Use Cases | Blockchain in Supply Chain Development

Blockchain in the Shipping Industry Supply Chain

An established shipping firm piloted blockchain technology for shipment tracking. It enabled consumers, sellers, and officials around the world to track various information goods delivered to them. Before arrival, products travel across borders and authorities. Subsequently, it leads to managing reviews and approvals from up to 30 parties. It results in creating a large amount of paperwork and creating opportunities for fraud at several points in the process. Thus, it results in the loss of billions of dollars in maritime trade each year.

The shipping company initially cooperated with customs authorities. With this collaboration, it simplified the approval process of transactions and approvals by maintaining a distributed yet secure record. The solution reduced the time taken to transport goods. It means that transactions can settle from more than a week to less than one day or even seconds. It can reduce shipping administrative and logistics timelines by more than 85%. Developing similar use cases of blockchain in shipping logistics and supply chain can reward all stakeholders.

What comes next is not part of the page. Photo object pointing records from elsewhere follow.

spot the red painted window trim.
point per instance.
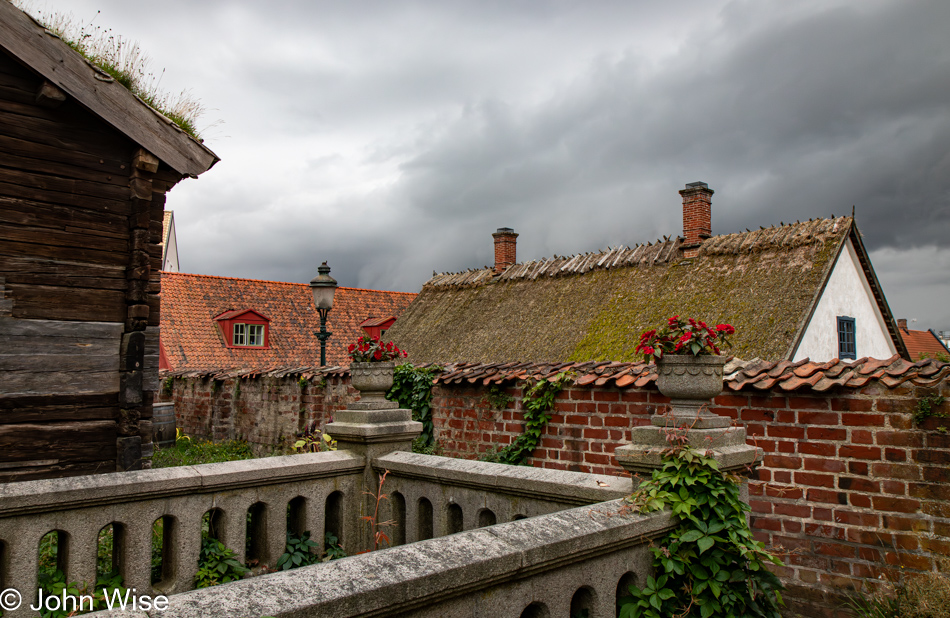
(228, 319)
(377, 330)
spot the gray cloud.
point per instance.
(393, 137)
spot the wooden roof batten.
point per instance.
(45, 53)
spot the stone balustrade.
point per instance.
(430, 496)
(549, 565)
(526, 516)
(252, 499)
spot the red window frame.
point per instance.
(228, 319)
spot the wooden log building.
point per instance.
(84, 169)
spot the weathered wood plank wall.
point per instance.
(80, 225)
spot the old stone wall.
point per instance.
(266, 411)
(850, 490)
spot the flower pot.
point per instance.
(691, 382)
(372, 380)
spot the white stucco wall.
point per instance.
(847, 294)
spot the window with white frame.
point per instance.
(248, 335)
(847, 345)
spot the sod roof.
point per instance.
(593, 306)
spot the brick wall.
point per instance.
(849, 490)
(265, 411)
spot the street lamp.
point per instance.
(323, 286)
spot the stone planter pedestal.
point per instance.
(690, 382)
(371, 428)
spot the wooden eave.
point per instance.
(44, 53)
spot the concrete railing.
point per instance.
(532, 546)
(428, 496)
(550, 565)
(252, 499)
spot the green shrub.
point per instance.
(299, 552)
(923, 596)
(709, 564)
(217, 564)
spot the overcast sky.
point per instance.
(391, 138)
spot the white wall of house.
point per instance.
(846, 294)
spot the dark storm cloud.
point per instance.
(392, 138)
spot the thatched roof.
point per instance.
(592, 307)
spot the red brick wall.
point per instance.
(265, 411)
(849, 489)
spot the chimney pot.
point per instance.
(506, 248)
(697, 216)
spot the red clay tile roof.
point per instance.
(922, 343)
(370, 322)
(193, 342)
(751, 375)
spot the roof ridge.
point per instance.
(660, 251)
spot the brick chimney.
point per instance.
(506, 244)
(697, 216)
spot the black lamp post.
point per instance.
(323, 286)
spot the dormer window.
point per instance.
(377, 327)
(847, 347)
(244, 328)
(248, 334)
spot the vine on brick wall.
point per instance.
(537, 403)
(412, 389)
(709, 564)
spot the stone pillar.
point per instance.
(371, 429)
(716, 434)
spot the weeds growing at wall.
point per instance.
(412, 389)
(312, 440)
(537, 403)
(926, 407)
(217, 564)
(709, 564)
(188, 452)
(300, 551)
(497, 398)
(924, 596)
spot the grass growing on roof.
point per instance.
(123, 60)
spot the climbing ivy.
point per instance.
(412, 389)
(537, 403)
(925, 408)
(709, 564)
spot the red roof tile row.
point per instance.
(757, 374)
(922, 343)
(193, 342)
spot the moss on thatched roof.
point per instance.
(594, 306)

Blockchain in the Food Supply Chain

To strengthen supply chain transparency of the world’s second-largest traded commodity, coffee beans, a startup can begin developing with a private blockchain solution. It can employ a shared, decentralized real-time digital transaction protocol that records immutable data of transactions and further facilitates all permitted parties to access those records in real-time. When coffee beans advance through the supply chain touchpoints, it contributes to improving end-to-end transparency and ensuring that farmers get their fair-trade share.

Blockchain in Manufacturing, from Mines to Diamonds

For diamond digital certifications and prevention of illegal tampering with supply chain data, a logistics company can launch a permissioned/consortium cloud-based blockchain solution with platforms like Hyperledger projects and Enterprise Ethereum. It can hold diamond certification containing specifications and standards to ensure that they are ethically sourced.

However, false certificate reports and insurance claims can always disrupt the protections put in place. The company can decide to use a range of distinctive features to produce exclusive diamond IDs, including color and transparency, to address the challenge. The blockchain solution will render the supply chain data immutable and secure while ensuring the needed credibility for the certification process between diamond certification houses and global diamond suppliers with smart contracts. The company can successfully digitize more than a million diamonds with blockchain and smart contracts for secure and efficient storage, trade, and exchange.

Blockchain in Pharma Supply Chain

Provenance tracking (tracing products across a supply chain) within the pharmaceutical industry emerges as another potential use-case for blockchain healthcare app development.

During the production and distribution process, monitoring of pharmaceutical ingredients is challenging. It further faces intensified challenges from prevalent and lucrative counterfeit drug operations around the world.

Deloitte’s initiative Rubix identified three primary use cases of blockchain in pharmaceuticals. They include its development across the drug production cycle, distribution and handling from producer to end-user, and regulatory and consumer safety compliance. Blockchain establishes a framework that ensures drug traceability, from production to end-users. It also precisely identifies the point where the supply chain breaks down.

When combined with technologies like sensors, RFIDs, machine learning, and its potential explode. Then, it not only can minimize annual losses of $200 billion but also to improve public safety and avoid some of the reported counterfeit medicine fatalities of one million while adhering to regulatory and consumer safety requirements.